Die CDU hat klar Position bezogen und lehnt sowohl eine Koalition mit der Linken als auch mit der AfD ab. Damit bleiben nach der Wahl nur begrenzte Optionen für die Regierungsbildung. Denkbar wäre eine Minderheitsregierung, die im Einzelfall mit der Linken zusammenarbeitet.
Laut Meinungsforschung sind die Anhänger der Union gespalten, wenn es um den bevorzugten Partner geht. Fast die Hälfte (48 %) befürwortet eine Zusammenarbeit mit der Linken, während 27 % lieber ein Bündnis mit der AfD sähen. Gleichzeitig glauben 45 % der Befragten, dass die Weigerung der CDU, mit der AfD – oft als „Brandmauer“ bezeichnet – zusammenzuarbeiten, der rechtspopulistischen Partei sogar in die Hände spielt.

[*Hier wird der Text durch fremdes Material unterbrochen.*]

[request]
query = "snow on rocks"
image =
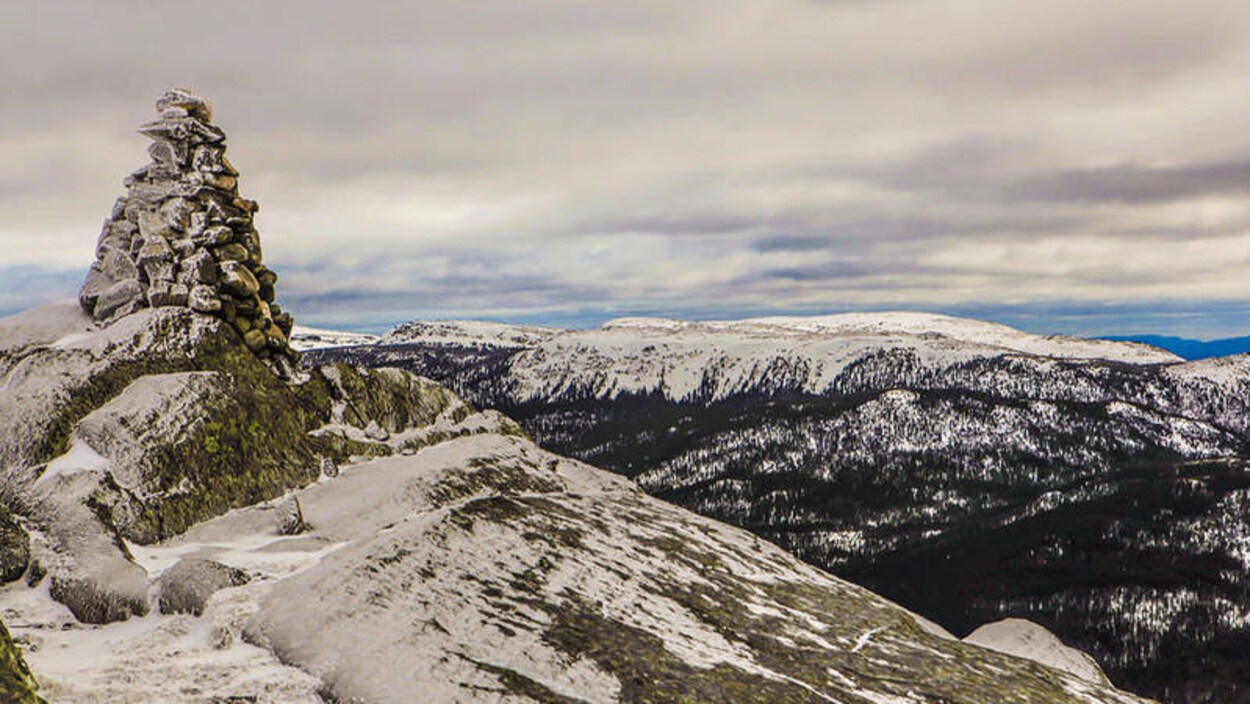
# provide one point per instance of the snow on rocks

Das Wahlergebnis wird entscheiden, ob sich die nächste Regierung Sachsen-Anhalts auf die Unterstützung der Linken oder der AfD stützen muss. Ohne klare Mehrheit könnten die Koalitionsverhandlungen über den Wahltermin hinaus andauern. Die ablehnende Haltung der CDU gegenüber beiden Parteien erhöht die Unsicherheit im Prozess zusätzlich.